The enrichment process by Applegate and the team includes preparing a special environment that allows E. coli O157:H7 to outcompete all other microorganisms in a food sample before testing.

“Instead of one cell in this 325-gram sample, I will have 10 million to 100 million of these cells in there. I can guarantee I will find it then,” Applegate said.

The analysis will enrich the sample and can detect E. coli during the 15 hours or more required to ship samples from the facility to an FSIS testing laboratory. 

The new analysis saves time by combining enrichment and detection during shipment. Applegate and five co-authors published the details of their analysis in the journal Foods.

“Having an accurate reading in a very short amount of time means everything to not just the food industry, but safety as a whole,” said Chuyan Chen, co-lead author of the Foods’ paper. “We know that O157:H7 isn’t the only microorganism that can get humans sick. There are many others,” she said.

Chen, who received her master’s degree in food safety and microbiology at Purdue in 2018, now works in the consumer packaged foods industry. Chen added that the work shown in this analysis could be applied to other food pathogens.  

The new analysis shows implications for countries in Africa, South America, and other areas with fewer resources than the United States to invest in food safety.  

“The testing methods that we have in the US are expensive,” said Claudia Coronel-Aguilera another co-author and former postdoctoral researcher in Applegate’s lab. “But the method described in the Foods paper is a fast, easy and much less expensive version of the highly effective lab methods. That will be a game changer.”

Coronel-Aguilera works as a research scientist in the dairy industry. 

The researched system is based on phages — viruses that infect specific bacteria.

“We genetically modified this phage in such a way that it would infect the bacteria and cause it to produce light,” Applegate said.

After infecting E. coli O157:H7, the phage integrates its genome into the bacterial cells’ chromosomes. Once integrated into the E. coli O157:H7 chromosome, the phage produces an enzyme that makes light and causes the infected cells to glow. A glowing culture indicates the presence of the pathogen.

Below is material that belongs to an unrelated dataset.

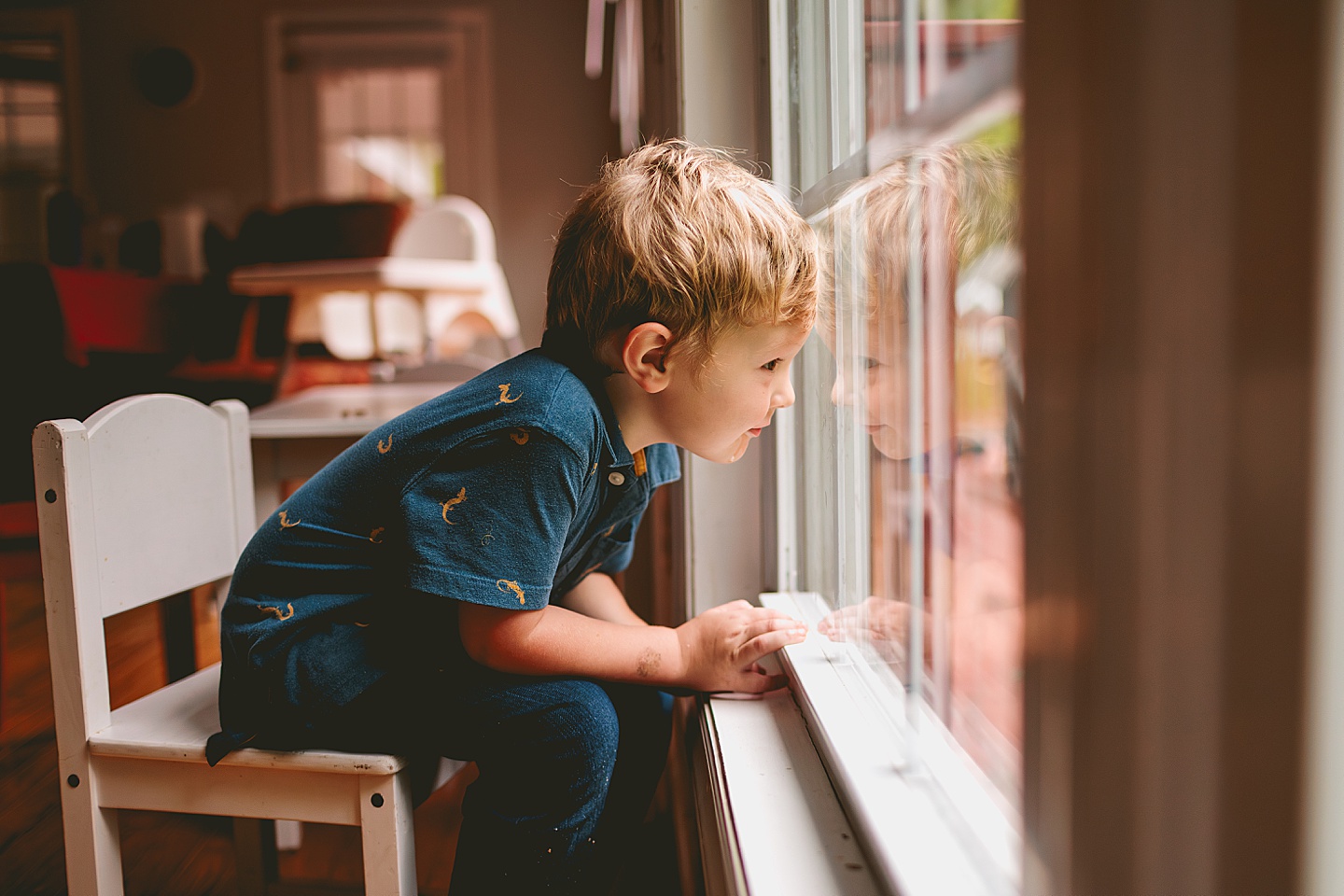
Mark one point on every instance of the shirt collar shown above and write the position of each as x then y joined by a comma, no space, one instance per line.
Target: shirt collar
565,345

“Then you’re making more bacteria glow over time,” Applegate said. “It’s like shingles in a way. You get chickenpox. You get blisters from the dying cells, but also that virus gets into your cells and then you get shingles later on.”

Other co-authors listed on the Foods paper include Arun Bhunia, a Purdue professor of food science, and Andrew Gehring and George Paoli of the USDA’s Agricultural Research Service in Wyndmoor, Penn. 

Gehring and Paoli’s collaborations with Applegate are part of a longstanding cooperative agreement between the USDA’s Agricultural Research Service and Purdue’s Center for Food Safety Engineering.